L’année 2022 pourrait marquer un tournant dans le lent développement des énergies renouvelables en France. A condition que le secteur parvienne à suivre l’explosion de la demande et à répondre aux contradictions de la société française, ce qui n’est pas tout à fait certain. L’appétit est immense chez les particuliers, les collectivités, les entreprises. Enedis, filiale d’EDF chargée de la distribution locale de l’électricité, prévoit ainsi d’enregistrer près de 100 000 raccordements au réseau électrique cette année, essentiellement pour des panneaux photovoltaïques achetés par des particuliers. « On va battre le record du nombre d’installations. A la fin du troisième trimestre 2022, on aura fait plus que sur toute l’année 2021 », observe Hervé Lextrait, directeur du pôle transition énergétique d’Enedis.

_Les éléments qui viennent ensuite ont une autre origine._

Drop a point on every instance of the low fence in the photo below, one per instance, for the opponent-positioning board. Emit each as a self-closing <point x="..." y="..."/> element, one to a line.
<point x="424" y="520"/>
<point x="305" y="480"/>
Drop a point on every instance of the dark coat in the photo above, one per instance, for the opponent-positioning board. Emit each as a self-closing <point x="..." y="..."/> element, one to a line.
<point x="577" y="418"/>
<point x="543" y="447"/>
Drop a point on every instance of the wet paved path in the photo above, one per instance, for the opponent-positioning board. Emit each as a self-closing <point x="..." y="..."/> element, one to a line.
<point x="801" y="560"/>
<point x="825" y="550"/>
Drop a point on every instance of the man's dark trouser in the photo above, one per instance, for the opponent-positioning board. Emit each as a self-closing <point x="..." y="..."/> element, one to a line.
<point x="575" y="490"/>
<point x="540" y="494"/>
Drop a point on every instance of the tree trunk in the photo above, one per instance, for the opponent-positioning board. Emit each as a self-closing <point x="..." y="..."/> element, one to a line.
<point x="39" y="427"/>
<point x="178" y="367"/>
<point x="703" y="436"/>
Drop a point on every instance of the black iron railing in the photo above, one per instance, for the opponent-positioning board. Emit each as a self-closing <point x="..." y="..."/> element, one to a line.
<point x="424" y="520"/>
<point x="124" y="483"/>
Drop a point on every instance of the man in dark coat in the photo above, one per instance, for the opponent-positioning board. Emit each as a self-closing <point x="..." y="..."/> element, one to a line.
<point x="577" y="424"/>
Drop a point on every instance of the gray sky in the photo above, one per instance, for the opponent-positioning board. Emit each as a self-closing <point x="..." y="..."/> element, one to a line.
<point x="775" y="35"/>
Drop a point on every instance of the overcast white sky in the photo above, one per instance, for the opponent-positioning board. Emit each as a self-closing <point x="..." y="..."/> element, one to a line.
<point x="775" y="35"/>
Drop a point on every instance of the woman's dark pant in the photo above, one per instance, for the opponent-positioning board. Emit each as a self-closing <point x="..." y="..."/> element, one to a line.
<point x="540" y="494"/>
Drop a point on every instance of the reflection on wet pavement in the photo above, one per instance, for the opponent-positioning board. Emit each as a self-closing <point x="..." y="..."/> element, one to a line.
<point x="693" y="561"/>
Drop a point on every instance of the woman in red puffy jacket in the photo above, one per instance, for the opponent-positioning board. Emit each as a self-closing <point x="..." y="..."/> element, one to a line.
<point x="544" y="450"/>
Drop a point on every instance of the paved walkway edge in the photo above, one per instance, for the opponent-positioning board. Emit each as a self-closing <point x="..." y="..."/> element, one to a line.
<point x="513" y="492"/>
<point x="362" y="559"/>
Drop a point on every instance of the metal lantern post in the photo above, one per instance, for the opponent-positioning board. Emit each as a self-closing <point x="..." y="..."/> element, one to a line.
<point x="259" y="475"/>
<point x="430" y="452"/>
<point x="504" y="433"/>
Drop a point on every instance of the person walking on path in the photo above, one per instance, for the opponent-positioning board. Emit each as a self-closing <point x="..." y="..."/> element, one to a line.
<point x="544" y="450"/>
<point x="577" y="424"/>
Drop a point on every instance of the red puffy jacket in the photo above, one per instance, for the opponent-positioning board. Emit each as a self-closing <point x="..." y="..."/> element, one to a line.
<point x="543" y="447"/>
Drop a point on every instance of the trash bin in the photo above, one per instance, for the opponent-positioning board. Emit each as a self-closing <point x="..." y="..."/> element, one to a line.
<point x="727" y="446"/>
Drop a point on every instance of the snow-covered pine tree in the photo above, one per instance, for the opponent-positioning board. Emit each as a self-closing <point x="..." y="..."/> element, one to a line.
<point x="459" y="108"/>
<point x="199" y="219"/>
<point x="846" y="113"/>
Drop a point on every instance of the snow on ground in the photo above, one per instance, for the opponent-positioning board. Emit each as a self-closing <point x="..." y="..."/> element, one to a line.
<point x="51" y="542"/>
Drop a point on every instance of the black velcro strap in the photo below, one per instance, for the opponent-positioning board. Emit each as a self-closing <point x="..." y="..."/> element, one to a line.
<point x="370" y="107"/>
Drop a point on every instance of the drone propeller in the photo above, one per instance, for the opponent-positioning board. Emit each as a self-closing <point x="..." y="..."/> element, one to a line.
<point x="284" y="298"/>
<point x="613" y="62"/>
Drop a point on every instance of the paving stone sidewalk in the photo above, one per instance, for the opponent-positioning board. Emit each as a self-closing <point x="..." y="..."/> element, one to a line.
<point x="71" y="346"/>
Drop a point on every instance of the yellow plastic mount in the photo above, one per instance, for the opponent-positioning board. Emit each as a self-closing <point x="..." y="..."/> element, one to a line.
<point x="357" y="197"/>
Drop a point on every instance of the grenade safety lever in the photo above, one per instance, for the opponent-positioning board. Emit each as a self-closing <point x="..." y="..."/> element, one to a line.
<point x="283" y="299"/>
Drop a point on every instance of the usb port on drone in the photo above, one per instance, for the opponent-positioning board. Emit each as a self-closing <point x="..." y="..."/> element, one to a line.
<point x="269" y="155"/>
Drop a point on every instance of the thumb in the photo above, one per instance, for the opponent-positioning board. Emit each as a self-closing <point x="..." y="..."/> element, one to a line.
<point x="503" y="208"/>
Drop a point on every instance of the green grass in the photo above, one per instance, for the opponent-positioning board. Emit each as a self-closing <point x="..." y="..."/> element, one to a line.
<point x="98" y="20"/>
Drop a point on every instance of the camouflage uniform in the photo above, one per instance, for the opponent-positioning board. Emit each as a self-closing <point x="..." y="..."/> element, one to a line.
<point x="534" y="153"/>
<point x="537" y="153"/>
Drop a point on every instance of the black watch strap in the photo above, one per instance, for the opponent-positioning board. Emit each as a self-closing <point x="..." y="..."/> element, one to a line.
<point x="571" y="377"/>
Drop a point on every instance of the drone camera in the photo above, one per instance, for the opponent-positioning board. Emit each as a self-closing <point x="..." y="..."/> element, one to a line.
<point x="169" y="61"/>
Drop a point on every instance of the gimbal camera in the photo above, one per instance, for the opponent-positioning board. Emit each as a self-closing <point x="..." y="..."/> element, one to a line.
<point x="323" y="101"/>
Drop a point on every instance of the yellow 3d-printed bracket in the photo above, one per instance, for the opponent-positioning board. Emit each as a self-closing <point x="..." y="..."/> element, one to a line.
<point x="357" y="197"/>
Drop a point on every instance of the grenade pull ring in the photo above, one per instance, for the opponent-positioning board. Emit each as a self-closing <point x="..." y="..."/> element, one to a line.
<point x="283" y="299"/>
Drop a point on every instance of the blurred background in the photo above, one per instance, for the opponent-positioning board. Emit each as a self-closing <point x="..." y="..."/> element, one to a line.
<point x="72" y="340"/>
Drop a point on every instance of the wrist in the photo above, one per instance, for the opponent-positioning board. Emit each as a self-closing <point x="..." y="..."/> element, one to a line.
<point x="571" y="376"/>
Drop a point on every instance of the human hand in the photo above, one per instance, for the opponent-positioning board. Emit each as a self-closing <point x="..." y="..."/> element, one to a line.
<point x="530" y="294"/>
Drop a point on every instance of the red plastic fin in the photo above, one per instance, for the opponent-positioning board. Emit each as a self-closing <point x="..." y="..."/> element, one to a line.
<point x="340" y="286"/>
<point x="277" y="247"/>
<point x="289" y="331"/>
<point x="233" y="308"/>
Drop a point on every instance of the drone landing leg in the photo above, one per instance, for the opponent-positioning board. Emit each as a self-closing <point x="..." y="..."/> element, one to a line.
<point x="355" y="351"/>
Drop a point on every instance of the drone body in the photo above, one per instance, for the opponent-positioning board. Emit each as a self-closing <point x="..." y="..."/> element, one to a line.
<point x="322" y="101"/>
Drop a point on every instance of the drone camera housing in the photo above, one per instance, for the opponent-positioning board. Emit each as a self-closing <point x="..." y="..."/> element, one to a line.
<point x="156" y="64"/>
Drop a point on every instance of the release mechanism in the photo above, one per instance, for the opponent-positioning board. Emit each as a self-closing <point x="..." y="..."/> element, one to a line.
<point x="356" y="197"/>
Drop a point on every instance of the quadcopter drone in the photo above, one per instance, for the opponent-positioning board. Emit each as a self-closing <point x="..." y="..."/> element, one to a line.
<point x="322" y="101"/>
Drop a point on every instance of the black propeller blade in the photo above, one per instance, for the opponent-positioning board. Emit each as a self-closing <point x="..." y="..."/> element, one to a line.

Les anciens du secteur font la comparaison avec l’essor du solaire, au début des années 2010 chez les particuliers, lorsque les promesses de prix élevés avaient créé un vaste effet d’aubaine ainsi qu’un trou béant dans les finances publiques. La différence, c’est que les puissances installées sont largement supérieures grâce aux ombrières sur les parkings ou les installations sur les toits d’entreprises, de hangars agricoles ou de bâtiments publics, lesquels démultiplient les kilowattheures produits.
Autre indice de l’inflexion en cours : timides jusque-là, les entreprises commencent à se tourner vers les PPA (Power Purchase Agreements), des contrats de gré à gré passés directement avec des producteurs de renouvelables, afin de sécuriser leurs approvisionnements et leurs coûts sur longue durée.
Batailles homériques
En réalité, le mouvement ne fait que débuter tant les besoins vont être gigantesques pour atteindre la neutralité carbone en 2050. Dans ses scénarios couvrant les trente prochaines années, RTE (Réseau de transport d’électricité), responsable des lignes à haute tension et filiale d’EDF et de la Caisse des dépôts, a évalué les perspectives de la production d’énergie. Un document de 992 pages, écrit au cordeau et publié en février, dont l’une des idées phares est que le pays ne pourra se passer d’un développement massif des renouvelables – tout particulièrement du solaire et de l’éolien offshore – pour accroître la part de l’électrique et réduire ainsi celle des hydrocarbures.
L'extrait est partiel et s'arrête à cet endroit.